The only way that a tax like this works is if you drive electricity prices north as far as you possibly can.
What did the modelling say when Labor did it on Labor's target range last time they were in Government – and it was Treasury that did it – a 78 per cent increase in wholesale electricity prices.
I mean the point – it says here they're going to require big electricity generators to buy carbon offsets as of late this year.
Now, if they've got to buy those offsets presumably they'll seek to pass on the cost of them to consumers, will they not?
Of course they will.
And that's the whole design, intent, purpose of an electricity tax, to make people pay more so as they use less.
That's the intention.
And electricity of course is such an essential service for businesses, it means their ability to compete is affected.
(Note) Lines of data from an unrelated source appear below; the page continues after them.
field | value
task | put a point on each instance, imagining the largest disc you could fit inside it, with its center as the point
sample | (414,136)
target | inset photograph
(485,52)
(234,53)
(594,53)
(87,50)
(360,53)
We saw that electricity went up last time they had a carbon tax, it went up by 10 per cent.
The full amount came off – contrary to many of the statements of the ALP – when we came in.
The ACCC said all of the electricity impact of the carbon tax was removed, and the ACCC enforced that under law. Now…
Okay, so if we were to compare – because I mean I'm looking for policy differences between Labor and your party, the Coalition – so it's fair to say that on negative gearing there's a clear policy difference, Prime Minister and the Treasurer Scott Morrison have said under a Liberal Government there'll be no changes to the current negative gearing arrangements, under a Labor Government there will.
Labor's now saying well we plan to reintroduce a type of carbon tax. Can we assume that if you're still the Environment Minister in 2.5 months' time there will be no Liberal equivalent?
No, there won't be. And there's a fabulous statement in Labor's document, where it's a moment of blinding honesty, and I'll just read it to you.
“Only Labor will build an emissions trading scheme” – and they're right. And then there's only Labor will have an electricity tax.
And so the things you outline, they've got a housing tax, and they've got an electricity tax – and both of those things affect not just individuals, but they affect their job prospects, they affect the ability of the economy to continue at a time when there's a fragile international environment.
So we're doing well as a country compared with other countries, but in such a vulnerable environment it's the worst possible thing you can do for jobs, and it's the worst possible thing you can do for families who struggle, for pensioners who struggle, for small businesses that struggle.
Very quickly Mr Hunt, you are a member of Federal Cabinet, you would have seen that the New Guinean Government have said that the Manus Island detention centre has to be closed, and they're asking Australia to remove the asylum seekers and put them somewhere else. Any idea where we should send them?
Look, I haven't had a discussion with Peter Dutton or the Prime Minister about it yet. They, I know, are dealing with the matter, and there are probably two points.
They will work in good faith with PNG as a sovereign nation, and similarly though, as a sovereign nation we will do everything to protect our borders.
And our policies have actually worked – the previous government's policies were a humanitarian disaster with 1200 lives lost at sea.
And I know that the PM and I know that Peter Dutton are absolutely committed to protecting lives at sea and we'll take tough measures to do that.
But at the end of the day, that saves lives.
Greg Hunt, thank you so much for your time.